Langatmige Beschreibungen stören den Lesefluss
An dieser Stelle noch einige Anmerkungen zum Formellen. Andersch bedient sich durchs Band sehr detaillierten und langatmigen Beschreibungen, was den Handlungsfluss teilweise doch arg ins Stocken bringt und somit auch den Lesespass reduziert. In jedem Kapitel wird der Gesichtspunkt gewechselt und eine andere Figur übernimmt die Hauptrolle im Kapitel. Auffällig ist dabei, dass jedes zweite Kapitel dem Jungen gewidmet wird. Auch sprachlich sind die Kapitel des Jungen anders abgefasst, nämlich im "Stream of conciousness". Die Gewalt und der Terror der Nazis wird sehr subtil ins Werk eingebunden und nie explizit erwähnt. So werden die Nazis immer als "die Anderen" betitelt und die Gewalt wird nur angedeutet. 
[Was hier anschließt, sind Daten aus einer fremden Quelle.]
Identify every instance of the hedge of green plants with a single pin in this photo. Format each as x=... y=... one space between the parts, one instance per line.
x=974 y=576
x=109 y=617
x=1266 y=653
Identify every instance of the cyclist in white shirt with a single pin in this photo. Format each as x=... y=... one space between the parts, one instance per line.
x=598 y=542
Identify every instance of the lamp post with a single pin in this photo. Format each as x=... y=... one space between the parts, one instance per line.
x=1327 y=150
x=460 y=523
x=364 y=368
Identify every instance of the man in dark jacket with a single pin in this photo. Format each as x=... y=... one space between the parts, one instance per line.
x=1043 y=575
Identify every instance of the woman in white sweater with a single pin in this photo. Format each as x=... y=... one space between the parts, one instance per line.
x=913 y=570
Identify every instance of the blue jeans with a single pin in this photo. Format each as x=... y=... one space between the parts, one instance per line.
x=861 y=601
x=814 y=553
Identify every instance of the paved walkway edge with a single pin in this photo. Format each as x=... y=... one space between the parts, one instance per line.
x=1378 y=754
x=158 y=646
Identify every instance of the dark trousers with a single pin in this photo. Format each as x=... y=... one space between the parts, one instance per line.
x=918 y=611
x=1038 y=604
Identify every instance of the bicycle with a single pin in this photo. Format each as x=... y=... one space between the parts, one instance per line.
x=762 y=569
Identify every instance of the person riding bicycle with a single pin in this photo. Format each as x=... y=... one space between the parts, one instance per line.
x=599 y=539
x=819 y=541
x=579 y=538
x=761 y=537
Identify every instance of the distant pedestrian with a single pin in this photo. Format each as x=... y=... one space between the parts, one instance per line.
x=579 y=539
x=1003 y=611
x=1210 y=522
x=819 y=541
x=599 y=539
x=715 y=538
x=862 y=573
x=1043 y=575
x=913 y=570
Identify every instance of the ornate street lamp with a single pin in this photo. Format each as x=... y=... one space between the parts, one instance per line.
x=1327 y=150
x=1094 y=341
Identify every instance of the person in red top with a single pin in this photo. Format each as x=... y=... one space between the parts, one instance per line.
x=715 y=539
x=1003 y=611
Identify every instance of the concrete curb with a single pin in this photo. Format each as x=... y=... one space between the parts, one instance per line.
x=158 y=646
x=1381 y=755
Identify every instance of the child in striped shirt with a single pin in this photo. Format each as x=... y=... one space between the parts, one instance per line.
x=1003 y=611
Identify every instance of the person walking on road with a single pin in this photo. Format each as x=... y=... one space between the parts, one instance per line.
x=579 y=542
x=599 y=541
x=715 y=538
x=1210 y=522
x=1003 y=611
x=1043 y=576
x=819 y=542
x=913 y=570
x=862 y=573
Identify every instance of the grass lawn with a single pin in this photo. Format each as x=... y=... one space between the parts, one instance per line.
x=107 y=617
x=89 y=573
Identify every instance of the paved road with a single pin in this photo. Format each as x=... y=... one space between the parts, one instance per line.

Das Werk von Andersch vermag also vor allem inhaltlich zu überzeugen, während bei der Form doch einige Abstriche zu machen sind, da vor allem die meist zu lang geratenen Beschreibungen den Lesespass hemmen. 
(fba)

Bibliografische Angaben:

Titel: Sansibar oder der letzte Grund
Autor: Alfred Andersch
Seiten: 178
Erschienen: 1957
Verlag: Diogenes
ISBN-10:  3257236018
ISBN-13: 978-3257236019
Bewertung: 


2 Kommentare :

Anonym hat gesagt…

leider hat der autor der oben genannten rezension übersehen, dass der eigentliche wert des buches gerade in den angeblich langatmigen beschreibungen liegt. denn in der bilder-und farbensprache stecken die eigentlichen kernaussagen des Buchs...

fba hat gesagt…

Da in einer Rezension ja zu einem grossen Teil der subjektive Eindruck des Autors zum Ausdruck kommt, ist es durchaus legitim, etwas zu kritisieren, das andere überaus positiv finden. Bekanntlich sind Geschmäcker ja verschieden.
Aber ich würde mich freuen, wenn sie noch ein wenig erläutern könnten, in wie fern, die Bilder- und Farbensprache die Kernaussage des Buches sind.